Task 10 — Pattern matching vs polymorphism

Refactor:

double area(Shape s) {
    if (s instanceof Circle c) return Math.PI * c.r() * c.r();
    if (s instanceof Square sq) return sq.s() * sq.s();
    return 0;
}

…to use polymorphism (Shape.area() abstract method). Then to pattern matching switch. Benchmark all three.

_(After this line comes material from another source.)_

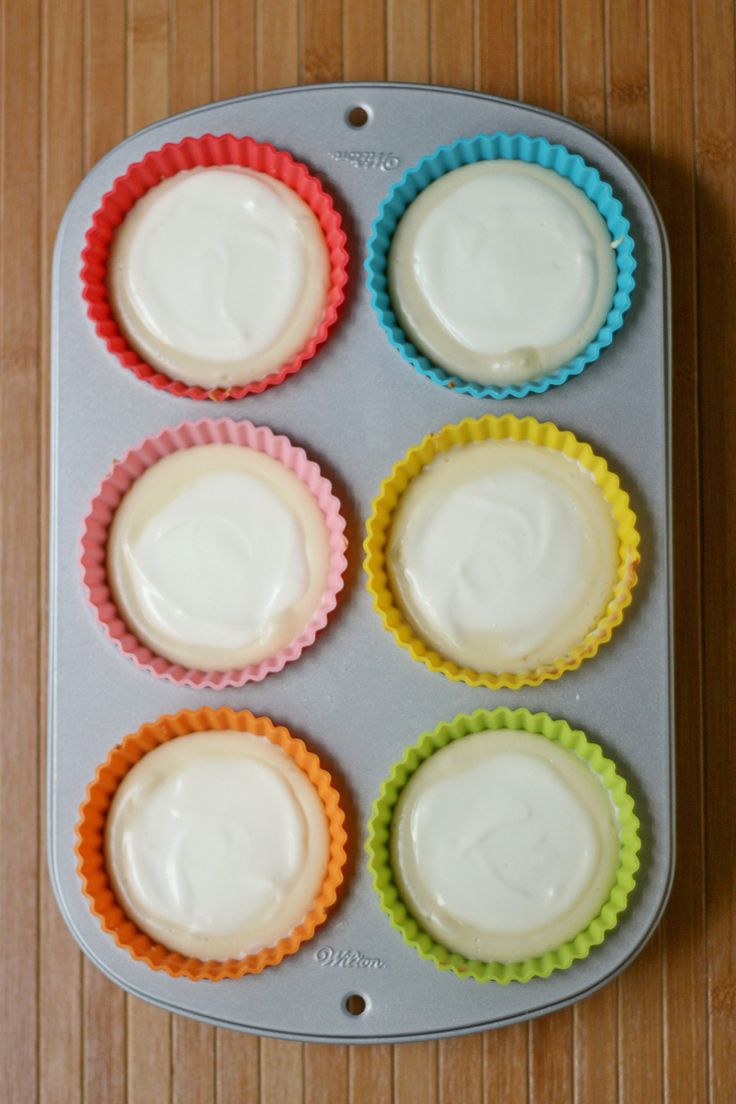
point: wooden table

Task 11 — super.method chain

class A { void m() { System.out.print("A "); } }
class B extends A { @Override void m() { System.out.print("B "); super.m(); } }
class C extends B { @Override void m() { System.out.print("C "); super.m(); } }
class D extends C { @Override void m() { System.out.print("D "); super.m(); } }

new D().m();

Predict.


Task 12 — MethodHandle direct vs reflection

Compare: - Method.invoke(...) (reflection) - MethodHandle.invokeExact(...) (typed handle) - Direct method call

Benchmark with JMH for the same operation. Compare timing.


Validation

Task How
1 a.x=1 (field static), a.m()="B.m, x=2" (method dynamic; B.x), b.x=2
2 "P", "C", "P" — static dispatch via declared type
3 "Parent" — Parent.run sees Parent.compute (private)
4 "A.ctor", "B.print, name=null" — overridable from ctor
5 C, B, A — super chains up
6 PrintInlining shows inline (hot) on cents()
7 PrintInlining shows "callee not inlineable, megamorphic"
8 Pattern match dispatch is faster (or comparable) and more readable
9 Final class likely faster (or no difference if JIT devirtualizes anyway)
10 Polymorphism wins on small monomorphic; pattern match wins on closed sets; instanceof chain is slowest
11 "D C B A " — chain runs top-down via super calls
12 Direct < MethodHandle < Reflection (orders of magnitude)

Memorize this: dispatch is the language's mechanism for choosing which code runs. Static binding is fast, predictable, but rigid. Dynamic binding enables polymorphism. JIT collapses well-warmed dynamic dispatch to direct calls. Pattern matching is the modern alternative for closed hierarchies.